Contiguous letter sequences

What’s the shortest word that contains ‘ABCDE’ and so on…

Contiguous letter sequences

Haggard Hawks—one of my favorite Twitter accounts, and the subject of a different project once before—tweeted out this fun fact.

GOLDFINCHES contains the letters CDEFGHI.
JASMINELIKE contains the letters IJKLMN.
PROPINQUITIES contains the letters OPQRST.


Which got the ol’ thinker thinkin’.

The code for this is relatively straightforward, so I wont belabor it, but I will admit I had to think a bit about what exactly I wanted to do. I came up with

For each subsequence of the alphabet, what is the shortest word in my dictionary(we'll come back to this) that contains all letters in this subsequence?


A few points:

• I wanted the shortest word as a way to make the solutions more unique, and more “purely” about the letters.
• I wanted to consider all subsequences because I predicted it would make for a better visualization and decomposition of the alphabet than random splittings of letters.

The coding part

The most challenging of the coding component was an organized and reasonably efficient way to run through all words in the dictionary and all subsequences. Since the dictionary is long in comparison to the number of subsequences—(n^2 + n) / 2)-n=325 because I ignore single letters—I knew that I’d want to scroll through the dictionary and check which of the subsequences were there. Thus I made a dict, with keys all the subsequences and values as empty lists, and then checked if the alphabetized-uniqued version of the word contained the subsequence. If so, I added it to the dictionary in length order. This worked and wasn’t too slow, even for 300k words.

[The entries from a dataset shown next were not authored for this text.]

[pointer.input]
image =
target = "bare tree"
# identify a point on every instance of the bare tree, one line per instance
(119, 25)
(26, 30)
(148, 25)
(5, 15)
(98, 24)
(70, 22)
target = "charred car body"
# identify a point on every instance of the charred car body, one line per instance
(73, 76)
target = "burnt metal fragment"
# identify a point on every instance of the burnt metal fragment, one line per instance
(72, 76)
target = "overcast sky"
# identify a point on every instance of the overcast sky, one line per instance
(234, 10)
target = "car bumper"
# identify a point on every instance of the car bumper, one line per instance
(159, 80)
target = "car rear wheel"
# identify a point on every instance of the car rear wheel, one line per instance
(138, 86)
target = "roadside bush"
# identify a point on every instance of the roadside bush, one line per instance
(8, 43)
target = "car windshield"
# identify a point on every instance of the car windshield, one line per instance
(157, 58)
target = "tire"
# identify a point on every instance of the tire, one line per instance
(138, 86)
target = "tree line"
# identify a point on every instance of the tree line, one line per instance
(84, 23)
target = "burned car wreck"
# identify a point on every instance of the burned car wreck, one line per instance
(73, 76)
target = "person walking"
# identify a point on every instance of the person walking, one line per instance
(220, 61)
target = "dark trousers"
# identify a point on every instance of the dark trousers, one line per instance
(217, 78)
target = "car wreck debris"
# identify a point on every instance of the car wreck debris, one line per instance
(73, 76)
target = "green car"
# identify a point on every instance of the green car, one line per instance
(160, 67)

If I were really flexing, I’d have made the subsequences into a trie, and traversed that to reduce the number of checks, but it didn’t seem worth it since the run-time was so small already.

Visualization

After running through the above, I knew in my mind that I wanted some matrix presentation of the data, but for the life of me couldn’t make sense of how to do it. I kept thinking that the rows and columns would be letters contained in the sequence, but this actually becomes sort of a tensor(3-dimensional matrix), in that there is a matrix of containment for every pair of letters. After far too long I realized that starting letter and ending letter uniquely identify the subsequence, and realized what I wanted.

I used Tableau to simplify generating the graphics, which for this simple of a project, was plenty.

In the above you’ll notice two matrices because I used two separate word lists. Originally, I just used the unix wordlist, but I immediately noticed I didn’t find JASMINELIKE in my analysis, or even another word that contained IJKLMN. This bothered me, so I looked around for a longer wordlist similar to the unix one. I found this one. I liked how similar the wordlists were, and this one is about 50% larger. You’ll notice that the larger dictionary does, in-fact, have jasminelike, and adds some other good words on the outskirts of this matrix.

I liked that the big stair steps in the matrices show where certain letters have a lot less words.

Efficiency

Because I was thinking about how short the words were in terms of their subsequence, I decided to compute efficiency of the words. Hueristically, this meant how many letters beyond the subsequence were necessary to create the word. We expect that as the subsequence grows in length, the efficiency will also decrease, and that was true.

To compute this I used the following formula:

(
1-([Containing Word Len]-[number of consecs])/[Containing Word Len]
)*[number of consecs]


Which is the percentage of the number of unnecissary letters multiplied by the number of consecutive letters. The reason for skewing by consecutive letters is to accomidate that it’s harder and harder to make a word as the number of letters increase.

Some analysis

If I wanted to recreate the original tweet with the shortest possible words:

LIGHTFACED is a shorter word for CDEFGHI
JASMINELIKE is the shortest for IJKLMN
PAROQUETS is shorter for OPQRSTU


If I wanted the shortest total letters to express the alphabet:

AB,CD,FE,HG,JI,KL,MN,PO,QR,ST,VU,XW,YEZ


Which isn’t very interesting, so I switched to shortest number of words and minimizing letters within that:

BOLDFACE,HIGHJACK,PLASMOQUIN,LIVERWURST,XYZ


Note that this required a bit more coding, to find the optimal sequence.